A few years later, after buying a home in Rockville Centre in 1980, we had a visit from the daughter of a friend we had known in West Germany. She was about 16 and spoke English fluently. One evening after dinner, I asked her how she felt about the United States, suggesting she not say anything nice just to please us.

She thought for a moment, looked at us and said quietly. "Well, it’s different here."

"Different how?" I asked, curious.

Again, after considering my question, she said rather profoundly that there was a different feeling here and went on to talk about a sense of "openness." Not necessarily of land and space -- of which there was plenty -- but of the relationships between people.

I thought, what a perceptive remark for such a young person.

I tried to get her to elaborate, but she demurred.

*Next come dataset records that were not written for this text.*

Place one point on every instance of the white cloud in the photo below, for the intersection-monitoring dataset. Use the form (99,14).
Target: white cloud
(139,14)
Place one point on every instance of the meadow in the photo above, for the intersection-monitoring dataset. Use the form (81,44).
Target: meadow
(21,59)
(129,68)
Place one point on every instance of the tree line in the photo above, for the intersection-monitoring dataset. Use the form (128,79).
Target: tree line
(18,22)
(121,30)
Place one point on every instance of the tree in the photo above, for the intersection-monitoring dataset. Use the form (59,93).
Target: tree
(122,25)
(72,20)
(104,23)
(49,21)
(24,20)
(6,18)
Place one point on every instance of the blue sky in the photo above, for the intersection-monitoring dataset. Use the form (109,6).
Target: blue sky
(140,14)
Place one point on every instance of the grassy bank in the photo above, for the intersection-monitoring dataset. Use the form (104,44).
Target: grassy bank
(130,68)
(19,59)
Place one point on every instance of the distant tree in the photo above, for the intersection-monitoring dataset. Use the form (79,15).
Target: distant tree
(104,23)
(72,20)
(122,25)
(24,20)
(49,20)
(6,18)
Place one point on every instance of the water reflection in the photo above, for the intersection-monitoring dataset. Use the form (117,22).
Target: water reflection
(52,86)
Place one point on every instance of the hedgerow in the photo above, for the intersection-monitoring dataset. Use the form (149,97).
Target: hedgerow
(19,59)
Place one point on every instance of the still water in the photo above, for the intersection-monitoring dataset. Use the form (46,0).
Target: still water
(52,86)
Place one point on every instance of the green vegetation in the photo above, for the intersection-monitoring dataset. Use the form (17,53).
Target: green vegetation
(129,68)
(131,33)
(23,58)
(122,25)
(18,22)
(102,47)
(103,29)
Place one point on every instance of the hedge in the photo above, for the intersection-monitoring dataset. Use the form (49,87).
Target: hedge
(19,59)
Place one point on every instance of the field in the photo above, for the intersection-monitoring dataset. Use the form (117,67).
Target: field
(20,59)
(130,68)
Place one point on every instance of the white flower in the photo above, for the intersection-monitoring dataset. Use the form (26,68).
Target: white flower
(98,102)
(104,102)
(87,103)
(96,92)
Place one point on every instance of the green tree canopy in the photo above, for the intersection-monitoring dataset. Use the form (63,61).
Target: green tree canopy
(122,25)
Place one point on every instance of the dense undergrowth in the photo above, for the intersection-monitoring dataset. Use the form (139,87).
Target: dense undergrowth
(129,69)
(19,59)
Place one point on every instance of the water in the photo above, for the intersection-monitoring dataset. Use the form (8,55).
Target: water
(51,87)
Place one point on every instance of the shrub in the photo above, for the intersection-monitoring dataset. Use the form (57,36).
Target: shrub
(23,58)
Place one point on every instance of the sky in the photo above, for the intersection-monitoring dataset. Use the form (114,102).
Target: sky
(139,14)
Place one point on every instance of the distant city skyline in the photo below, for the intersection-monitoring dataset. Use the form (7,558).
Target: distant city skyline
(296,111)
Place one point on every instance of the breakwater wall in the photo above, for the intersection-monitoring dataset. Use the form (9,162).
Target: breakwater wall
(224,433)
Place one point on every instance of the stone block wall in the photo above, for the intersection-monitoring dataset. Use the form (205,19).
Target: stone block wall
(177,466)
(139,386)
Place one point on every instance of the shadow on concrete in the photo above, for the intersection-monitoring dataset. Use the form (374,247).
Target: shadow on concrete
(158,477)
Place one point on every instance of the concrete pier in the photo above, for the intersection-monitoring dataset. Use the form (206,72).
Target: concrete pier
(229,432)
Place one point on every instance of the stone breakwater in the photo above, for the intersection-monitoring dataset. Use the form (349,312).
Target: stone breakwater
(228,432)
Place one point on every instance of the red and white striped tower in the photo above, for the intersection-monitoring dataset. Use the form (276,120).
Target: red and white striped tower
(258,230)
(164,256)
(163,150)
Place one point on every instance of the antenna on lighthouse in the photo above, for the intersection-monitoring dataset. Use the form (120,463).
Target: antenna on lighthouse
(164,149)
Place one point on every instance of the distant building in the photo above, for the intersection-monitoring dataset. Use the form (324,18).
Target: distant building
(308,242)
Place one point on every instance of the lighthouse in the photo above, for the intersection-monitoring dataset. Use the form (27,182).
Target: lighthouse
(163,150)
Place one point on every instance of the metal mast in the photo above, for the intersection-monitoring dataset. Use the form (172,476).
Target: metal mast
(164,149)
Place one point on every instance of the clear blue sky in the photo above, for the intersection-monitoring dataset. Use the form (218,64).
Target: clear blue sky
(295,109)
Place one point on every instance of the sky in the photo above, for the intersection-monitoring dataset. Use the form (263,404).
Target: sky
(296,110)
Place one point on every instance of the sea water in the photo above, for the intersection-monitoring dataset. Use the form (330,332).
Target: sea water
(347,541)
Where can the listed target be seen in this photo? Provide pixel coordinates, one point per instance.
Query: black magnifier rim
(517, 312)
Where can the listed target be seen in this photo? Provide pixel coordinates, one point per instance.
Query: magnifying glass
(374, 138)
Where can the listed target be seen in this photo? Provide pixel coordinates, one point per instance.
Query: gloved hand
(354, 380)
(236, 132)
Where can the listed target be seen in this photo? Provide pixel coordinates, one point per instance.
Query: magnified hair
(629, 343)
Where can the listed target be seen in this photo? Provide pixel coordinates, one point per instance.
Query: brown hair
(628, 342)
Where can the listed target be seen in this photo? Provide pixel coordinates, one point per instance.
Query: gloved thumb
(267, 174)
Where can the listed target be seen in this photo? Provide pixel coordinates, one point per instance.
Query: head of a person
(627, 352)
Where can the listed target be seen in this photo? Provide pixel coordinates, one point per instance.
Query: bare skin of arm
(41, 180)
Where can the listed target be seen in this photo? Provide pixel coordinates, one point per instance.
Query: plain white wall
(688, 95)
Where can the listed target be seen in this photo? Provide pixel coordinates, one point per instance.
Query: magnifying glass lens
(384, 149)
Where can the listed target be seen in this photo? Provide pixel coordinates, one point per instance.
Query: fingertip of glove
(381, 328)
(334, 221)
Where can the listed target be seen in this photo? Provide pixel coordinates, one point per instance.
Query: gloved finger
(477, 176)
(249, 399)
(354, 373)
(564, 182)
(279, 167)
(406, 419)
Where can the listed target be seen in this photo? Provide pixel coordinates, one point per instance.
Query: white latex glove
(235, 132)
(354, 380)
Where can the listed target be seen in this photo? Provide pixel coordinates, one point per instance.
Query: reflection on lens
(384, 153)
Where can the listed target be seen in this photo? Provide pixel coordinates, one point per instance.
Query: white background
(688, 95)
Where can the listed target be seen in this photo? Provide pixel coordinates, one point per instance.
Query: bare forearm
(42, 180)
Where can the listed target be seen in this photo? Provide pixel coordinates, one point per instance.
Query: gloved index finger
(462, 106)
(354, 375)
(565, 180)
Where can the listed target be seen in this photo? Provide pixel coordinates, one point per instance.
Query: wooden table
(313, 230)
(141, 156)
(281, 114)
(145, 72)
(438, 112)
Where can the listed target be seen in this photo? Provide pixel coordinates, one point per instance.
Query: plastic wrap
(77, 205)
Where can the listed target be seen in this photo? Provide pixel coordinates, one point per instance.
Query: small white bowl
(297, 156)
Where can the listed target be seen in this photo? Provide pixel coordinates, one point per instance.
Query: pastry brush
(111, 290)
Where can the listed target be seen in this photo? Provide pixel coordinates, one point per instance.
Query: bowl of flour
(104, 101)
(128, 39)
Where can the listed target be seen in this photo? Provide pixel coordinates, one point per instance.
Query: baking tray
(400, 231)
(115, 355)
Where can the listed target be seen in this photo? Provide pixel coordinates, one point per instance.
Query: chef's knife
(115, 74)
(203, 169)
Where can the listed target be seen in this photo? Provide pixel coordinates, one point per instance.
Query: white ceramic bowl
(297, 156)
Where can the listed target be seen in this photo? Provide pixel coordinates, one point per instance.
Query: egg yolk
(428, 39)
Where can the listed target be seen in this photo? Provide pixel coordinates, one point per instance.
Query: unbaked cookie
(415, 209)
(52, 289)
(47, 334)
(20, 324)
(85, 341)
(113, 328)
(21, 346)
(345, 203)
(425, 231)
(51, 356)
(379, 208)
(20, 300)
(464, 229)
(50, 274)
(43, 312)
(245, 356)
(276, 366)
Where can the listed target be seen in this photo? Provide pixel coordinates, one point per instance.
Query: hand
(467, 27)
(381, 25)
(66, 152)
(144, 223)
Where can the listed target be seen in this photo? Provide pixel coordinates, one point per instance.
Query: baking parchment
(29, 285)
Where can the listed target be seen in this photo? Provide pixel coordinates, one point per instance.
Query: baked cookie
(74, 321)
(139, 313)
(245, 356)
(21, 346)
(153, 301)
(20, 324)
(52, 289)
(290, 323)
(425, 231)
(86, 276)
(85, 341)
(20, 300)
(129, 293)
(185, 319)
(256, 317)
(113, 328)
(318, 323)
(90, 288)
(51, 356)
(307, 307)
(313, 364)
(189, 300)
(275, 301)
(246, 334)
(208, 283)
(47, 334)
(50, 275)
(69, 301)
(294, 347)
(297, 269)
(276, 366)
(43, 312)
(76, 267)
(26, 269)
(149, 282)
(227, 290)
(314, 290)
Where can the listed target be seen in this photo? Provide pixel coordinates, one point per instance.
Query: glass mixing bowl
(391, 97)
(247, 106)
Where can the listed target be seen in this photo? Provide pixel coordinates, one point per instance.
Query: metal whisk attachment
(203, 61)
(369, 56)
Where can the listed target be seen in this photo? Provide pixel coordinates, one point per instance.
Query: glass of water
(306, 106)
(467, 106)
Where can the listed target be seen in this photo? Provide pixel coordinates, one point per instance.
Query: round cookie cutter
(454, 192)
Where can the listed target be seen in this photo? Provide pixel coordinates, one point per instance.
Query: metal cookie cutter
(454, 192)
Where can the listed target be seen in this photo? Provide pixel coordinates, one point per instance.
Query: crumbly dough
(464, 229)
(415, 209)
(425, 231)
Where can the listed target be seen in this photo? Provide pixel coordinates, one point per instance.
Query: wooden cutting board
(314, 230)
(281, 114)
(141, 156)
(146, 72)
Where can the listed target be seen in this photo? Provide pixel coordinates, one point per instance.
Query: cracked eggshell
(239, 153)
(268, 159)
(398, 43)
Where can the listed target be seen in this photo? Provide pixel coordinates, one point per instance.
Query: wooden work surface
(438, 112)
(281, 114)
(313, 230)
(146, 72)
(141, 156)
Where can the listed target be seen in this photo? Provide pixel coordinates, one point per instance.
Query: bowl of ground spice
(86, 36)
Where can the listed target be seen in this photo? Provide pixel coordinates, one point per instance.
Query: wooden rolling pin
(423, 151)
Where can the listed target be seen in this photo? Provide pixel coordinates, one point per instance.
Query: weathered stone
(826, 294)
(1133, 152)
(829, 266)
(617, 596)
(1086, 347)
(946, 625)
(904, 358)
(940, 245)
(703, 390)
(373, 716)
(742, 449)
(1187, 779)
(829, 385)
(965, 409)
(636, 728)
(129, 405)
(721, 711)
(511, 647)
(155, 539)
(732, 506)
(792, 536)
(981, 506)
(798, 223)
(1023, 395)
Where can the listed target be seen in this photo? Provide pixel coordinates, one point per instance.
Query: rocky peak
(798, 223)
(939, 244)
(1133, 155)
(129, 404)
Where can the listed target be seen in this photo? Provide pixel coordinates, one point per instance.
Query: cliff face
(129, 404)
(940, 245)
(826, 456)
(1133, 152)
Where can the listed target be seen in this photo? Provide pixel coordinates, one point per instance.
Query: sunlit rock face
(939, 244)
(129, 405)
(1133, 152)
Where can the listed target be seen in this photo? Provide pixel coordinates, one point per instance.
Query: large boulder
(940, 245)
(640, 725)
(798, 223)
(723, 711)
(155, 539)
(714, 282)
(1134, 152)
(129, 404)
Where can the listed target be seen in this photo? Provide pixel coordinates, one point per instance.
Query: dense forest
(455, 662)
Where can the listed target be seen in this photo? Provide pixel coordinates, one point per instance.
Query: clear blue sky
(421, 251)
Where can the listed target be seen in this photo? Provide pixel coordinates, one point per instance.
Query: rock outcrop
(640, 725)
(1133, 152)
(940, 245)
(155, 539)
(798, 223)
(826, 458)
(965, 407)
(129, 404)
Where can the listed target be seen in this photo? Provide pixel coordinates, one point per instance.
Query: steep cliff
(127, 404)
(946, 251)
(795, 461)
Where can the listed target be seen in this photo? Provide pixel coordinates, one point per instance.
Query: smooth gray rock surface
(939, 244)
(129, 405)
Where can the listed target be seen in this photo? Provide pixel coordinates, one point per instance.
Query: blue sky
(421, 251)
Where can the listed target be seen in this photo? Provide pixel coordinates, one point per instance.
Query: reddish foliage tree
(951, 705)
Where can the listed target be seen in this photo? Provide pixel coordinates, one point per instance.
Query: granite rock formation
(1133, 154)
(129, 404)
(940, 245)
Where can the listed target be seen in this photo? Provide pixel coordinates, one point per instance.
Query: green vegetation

Yet, I felt I knew where she was headed. I, too, had been struck by a sense of "openness" when we returned to the United States.

Here, there is a feeling of frankness and, to a degree, of tolerance and acceptance, things I didn’t really feel while living in "das Vaterland," even though West Germany at that time was considered to be, and Germany still is, a model for the democratic countries of Western Europe.

Oppression has not been the American ideal. Our country has a long history of aspiring to be better, more tolerant and accepting; and as Americans, we’ve often felt we had a mission to carry those ideals round the world.

Yes, there have been soul-shattering moments, the murder of George Floyd and the killing of Ahmaud Arbery being two recent examples. But such horrendous acts have been met with an outcry for justice from most Americans.

For the most part, that "different" feeling – one embodied by the Bill of Rights -- still exists. We are better for the rights and responsibilities to speak freely, assemble peaceably and petition the government for redress of grievances.

At this time of year, in particular, I find these ideals something for which to be truly thankful.